With a two-year-old $28 million recreational complex along Boyce Road, this prestigious South Hills address close to the Washington County line border continues to go big.

This community of spacious colonial homes with verdant, rolling lawns was recently ranked as the state’s No. 1 school district for the sixth straight year, based on students’ scores on the statewide PSSA exams. The high-school campus, rising like the Starship Enterprise at the corner of Washington and McLaughlin Run roads, was expanded and renovated in 2000.

The district followed that project with reconstruction of all three elementary schools and two middle schools—the latter to be completed this year. Now, community discussions center on new uses for the former Consol Energy campus on Washington Road.

When the community of 19,000-plus began to explore options for a new community center 12 years ago, its plans were equally expansive. The result is a fitness center that apes the curve of the high-school building. Even outsiders happily pay membership fees to use its indoor and outdoor water parks, track and trails, fitness centers, gyms and other amenities.

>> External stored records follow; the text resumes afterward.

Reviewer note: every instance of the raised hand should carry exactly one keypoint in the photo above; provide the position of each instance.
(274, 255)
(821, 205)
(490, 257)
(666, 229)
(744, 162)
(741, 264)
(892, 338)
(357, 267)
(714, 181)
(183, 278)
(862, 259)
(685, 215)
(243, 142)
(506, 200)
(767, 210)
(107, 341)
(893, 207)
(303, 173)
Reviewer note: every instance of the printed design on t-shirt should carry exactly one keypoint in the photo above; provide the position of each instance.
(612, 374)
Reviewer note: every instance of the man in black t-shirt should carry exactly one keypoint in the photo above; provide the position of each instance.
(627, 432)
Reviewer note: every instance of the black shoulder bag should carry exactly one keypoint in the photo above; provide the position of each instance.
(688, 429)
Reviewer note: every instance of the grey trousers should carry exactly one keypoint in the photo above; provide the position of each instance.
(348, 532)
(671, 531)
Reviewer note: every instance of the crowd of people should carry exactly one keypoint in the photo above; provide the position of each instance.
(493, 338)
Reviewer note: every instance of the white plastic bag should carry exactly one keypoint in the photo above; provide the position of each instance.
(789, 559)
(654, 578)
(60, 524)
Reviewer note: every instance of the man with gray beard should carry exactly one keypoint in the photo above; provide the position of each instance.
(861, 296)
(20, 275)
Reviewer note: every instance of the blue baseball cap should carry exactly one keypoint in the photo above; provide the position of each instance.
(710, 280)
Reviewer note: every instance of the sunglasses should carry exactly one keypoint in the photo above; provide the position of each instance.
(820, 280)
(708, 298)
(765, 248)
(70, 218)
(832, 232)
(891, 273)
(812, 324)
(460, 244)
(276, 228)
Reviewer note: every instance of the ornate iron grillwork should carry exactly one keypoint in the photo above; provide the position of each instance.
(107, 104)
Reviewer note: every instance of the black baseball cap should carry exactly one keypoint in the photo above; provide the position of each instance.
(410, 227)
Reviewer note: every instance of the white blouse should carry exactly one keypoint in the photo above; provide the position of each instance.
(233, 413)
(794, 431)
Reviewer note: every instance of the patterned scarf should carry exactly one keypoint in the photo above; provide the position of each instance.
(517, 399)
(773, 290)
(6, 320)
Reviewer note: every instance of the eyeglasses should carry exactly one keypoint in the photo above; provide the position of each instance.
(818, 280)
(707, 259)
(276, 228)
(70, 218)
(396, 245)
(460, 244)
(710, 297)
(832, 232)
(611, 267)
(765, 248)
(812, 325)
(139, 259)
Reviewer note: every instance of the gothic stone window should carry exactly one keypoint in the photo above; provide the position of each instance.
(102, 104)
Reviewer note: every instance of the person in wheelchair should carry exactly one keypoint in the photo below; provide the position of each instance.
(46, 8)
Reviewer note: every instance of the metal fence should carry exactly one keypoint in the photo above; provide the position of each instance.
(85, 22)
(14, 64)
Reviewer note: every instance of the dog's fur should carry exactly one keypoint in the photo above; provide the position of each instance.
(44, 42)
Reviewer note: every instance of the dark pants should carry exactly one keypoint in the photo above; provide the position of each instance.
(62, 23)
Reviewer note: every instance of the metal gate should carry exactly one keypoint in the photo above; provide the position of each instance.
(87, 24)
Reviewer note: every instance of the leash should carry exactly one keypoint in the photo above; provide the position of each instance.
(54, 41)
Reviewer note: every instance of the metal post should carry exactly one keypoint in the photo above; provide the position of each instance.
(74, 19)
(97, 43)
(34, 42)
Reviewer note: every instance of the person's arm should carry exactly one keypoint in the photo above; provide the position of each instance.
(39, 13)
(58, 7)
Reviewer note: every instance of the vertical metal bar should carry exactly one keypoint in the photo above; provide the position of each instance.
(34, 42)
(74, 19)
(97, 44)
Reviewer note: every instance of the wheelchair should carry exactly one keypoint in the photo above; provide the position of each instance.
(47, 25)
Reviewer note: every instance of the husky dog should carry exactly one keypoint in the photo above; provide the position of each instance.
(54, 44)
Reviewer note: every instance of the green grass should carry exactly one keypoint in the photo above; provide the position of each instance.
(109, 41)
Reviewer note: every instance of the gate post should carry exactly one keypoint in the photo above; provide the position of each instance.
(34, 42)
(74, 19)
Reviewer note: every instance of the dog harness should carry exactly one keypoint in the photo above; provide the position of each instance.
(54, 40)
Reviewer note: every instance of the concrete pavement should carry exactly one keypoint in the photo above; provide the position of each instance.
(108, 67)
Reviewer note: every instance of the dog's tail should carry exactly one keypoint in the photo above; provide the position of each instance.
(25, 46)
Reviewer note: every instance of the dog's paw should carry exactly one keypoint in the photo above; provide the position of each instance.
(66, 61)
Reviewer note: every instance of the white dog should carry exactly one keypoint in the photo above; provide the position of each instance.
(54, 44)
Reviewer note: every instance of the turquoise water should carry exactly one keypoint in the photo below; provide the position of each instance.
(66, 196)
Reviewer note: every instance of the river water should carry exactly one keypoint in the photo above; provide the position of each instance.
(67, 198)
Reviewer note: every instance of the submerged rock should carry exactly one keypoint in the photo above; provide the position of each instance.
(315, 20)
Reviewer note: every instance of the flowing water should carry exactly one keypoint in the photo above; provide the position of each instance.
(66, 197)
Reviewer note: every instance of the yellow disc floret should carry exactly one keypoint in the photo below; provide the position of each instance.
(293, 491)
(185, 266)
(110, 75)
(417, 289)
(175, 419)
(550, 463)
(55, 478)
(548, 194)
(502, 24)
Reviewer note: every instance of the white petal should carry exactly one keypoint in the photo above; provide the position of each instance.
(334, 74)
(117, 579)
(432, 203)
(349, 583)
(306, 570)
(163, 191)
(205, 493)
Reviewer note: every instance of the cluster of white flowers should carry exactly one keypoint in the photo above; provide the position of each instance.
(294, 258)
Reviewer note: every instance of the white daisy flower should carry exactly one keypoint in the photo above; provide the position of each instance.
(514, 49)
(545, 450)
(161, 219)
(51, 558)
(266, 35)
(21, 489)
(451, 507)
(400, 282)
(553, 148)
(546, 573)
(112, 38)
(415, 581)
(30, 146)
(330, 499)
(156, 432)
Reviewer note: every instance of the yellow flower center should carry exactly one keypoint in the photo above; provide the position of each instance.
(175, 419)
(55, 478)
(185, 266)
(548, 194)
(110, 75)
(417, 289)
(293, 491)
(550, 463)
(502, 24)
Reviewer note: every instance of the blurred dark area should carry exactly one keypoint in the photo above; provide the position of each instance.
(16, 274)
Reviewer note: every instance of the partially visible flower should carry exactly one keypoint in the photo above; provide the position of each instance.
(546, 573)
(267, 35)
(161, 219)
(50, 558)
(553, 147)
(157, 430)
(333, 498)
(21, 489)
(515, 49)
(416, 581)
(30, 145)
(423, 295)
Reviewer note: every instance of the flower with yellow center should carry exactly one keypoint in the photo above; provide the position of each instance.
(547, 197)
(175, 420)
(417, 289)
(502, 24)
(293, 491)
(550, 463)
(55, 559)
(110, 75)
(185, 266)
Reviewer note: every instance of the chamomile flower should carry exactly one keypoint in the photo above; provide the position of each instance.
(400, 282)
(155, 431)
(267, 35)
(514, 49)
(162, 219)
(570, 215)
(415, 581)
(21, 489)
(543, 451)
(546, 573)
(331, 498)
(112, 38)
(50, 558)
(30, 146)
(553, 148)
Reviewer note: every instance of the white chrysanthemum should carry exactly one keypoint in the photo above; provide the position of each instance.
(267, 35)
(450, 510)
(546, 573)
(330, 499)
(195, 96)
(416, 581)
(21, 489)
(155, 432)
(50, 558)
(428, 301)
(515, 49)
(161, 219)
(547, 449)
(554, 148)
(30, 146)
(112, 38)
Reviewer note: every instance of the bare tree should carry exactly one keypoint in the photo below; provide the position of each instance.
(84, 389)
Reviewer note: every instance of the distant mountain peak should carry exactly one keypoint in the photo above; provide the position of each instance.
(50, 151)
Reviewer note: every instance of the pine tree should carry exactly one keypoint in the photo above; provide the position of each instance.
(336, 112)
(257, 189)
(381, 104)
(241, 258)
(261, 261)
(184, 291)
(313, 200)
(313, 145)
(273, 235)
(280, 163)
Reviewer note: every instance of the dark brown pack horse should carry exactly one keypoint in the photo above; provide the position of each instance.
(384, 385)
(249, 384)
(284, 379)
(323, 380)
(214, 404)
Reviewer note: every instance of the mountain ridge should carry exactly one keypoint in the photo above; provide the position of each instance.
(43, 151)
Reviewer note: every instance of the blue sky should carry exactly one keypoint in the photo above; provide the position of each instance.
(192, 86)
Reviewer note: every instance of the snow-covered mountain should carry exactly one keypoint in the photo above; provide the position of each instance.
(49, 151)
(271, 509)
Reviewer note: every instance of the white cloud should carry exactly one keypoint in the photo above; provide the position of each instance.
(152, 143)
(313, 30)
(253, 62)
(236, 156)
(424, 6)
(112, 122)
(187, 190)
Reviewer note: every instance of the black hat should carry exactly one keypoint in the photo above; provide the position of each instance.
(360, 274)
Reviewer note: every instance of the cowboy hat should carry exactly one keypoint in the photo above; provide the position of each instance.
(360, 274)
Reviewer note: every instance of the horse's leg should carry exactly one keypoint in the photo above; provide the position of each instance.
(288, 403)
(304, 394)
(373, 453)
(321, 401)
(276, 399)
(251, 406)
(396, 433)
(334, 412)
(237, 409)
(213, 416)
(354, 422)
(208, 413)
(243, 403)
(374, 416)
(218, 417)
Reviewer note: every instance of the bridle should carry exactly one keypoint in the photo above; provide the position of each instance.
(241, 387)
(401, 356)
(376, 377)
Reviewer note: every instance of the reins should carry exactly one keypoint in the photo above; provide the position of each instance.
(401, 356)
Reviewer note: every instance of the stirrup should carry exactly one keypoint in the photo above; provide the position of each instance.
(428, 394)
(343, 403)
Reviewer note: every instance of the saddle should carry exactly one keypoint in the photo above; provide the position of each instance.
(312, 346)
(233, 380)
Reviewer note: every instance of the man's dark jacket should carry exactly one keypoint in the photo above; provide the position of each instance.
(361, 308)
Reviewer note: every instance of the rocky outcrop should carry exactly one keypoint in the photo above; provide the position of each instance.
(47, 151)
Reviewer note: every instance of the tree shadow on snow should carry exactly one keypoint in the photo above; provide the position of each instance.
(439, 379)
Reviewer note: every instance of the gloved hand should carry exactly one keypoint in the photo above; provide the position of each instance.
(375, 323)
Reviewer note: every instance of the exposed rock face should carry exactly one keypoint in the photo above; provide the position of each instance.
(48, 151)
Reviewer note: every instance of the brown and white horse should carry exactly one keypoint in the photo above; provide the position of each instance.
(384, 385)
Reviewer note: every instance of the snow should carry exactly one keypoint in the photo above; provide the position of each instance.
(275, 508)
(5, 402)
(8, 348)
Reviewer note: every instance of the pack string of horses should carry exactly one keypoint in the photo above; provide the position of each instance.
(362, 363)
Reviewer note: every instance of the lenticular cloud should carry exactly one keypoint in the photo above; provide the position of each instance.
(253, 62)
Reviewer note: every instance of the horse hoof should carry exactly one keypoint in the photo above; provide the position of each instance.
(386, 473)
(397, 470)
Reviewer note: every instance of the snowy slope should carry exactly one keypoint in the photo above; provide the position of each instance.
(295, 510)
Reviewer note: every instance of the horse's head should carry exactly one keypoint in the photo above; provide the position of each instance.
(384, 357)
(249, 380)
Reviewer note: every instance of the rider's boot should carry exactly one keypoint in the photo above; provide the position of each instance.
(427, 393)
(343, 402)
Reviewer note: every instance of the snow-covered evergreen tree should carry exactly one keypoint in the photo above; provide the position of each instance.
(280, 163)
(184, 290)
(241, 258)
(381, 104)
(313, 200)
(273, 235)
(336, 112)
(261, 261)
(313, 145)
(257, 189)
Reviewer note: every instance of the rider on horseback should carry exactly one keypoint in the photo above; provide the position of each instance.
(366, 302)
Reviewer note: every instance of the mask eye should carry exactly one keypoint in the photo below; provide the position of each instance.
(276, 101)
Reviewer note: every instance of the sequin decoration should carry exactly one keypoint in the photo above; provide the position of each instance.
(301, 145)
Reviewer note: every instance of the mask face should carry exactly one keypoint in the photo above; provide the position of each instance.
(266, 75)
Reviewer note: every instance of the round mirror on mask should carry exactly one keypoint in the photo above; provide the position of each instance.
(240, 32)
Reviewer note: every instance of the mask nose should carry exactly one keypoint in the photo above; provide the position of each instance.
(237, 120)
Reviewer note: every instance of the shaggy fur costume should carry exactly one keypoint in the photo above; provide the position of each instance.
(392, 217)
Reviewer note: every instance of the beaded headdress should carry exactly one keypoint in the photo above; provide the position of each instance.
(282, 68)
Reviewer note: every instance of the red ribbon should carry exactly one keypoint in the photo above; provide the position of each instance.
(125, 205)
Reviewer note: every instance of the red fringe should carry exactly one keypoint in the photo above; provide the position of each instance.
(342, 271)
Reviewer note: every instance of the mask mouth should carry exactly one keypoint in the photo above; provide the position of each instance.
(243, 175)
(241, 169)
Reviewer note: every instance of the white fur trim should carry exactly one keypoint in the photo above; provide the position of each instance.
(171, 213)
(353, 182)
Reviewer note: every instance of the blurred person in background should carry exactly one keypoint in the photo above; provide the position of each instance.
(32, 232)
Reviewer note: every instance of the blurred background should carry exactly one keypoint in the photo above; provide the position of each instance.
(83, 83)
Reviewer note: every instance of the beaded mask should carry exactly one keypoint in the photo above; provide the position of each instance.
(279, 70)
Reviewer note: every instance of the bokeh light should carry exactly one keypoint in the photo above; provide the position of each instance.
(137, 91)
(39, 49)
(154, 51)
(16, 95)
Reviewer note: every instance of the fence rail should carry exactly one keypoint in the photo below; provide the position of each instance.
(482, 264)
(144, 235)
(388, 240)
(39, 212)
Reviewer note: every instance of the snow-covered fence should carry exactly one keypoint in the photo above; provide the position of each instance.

“There’s nothing like it in the state,” says Paul Besterman, USC recreation director. “We worked on it for 10 years before it opened.” The 90,000-square-foot facility, located on 475 acres in the township’s Boyce Mayview Park, pays all operating costs through the sale of memberships. Some 9,000 folks—28 percent of them from outside the township—now use the center. A family can purchase an annual pass for $82.

Ten miles of trails, winding past community sports fields, are hard-scaped for cycling or walking. Annual events include an Earth Day Extravaganza, fall festival and kids’ triathlon. “What’s really cool is that we meet all ADA (Americans with Disabilities Act) standards,” says Besterman. “We’re working with the school district’s SNAP (special-needs adaptive program) to get everyone to participate.”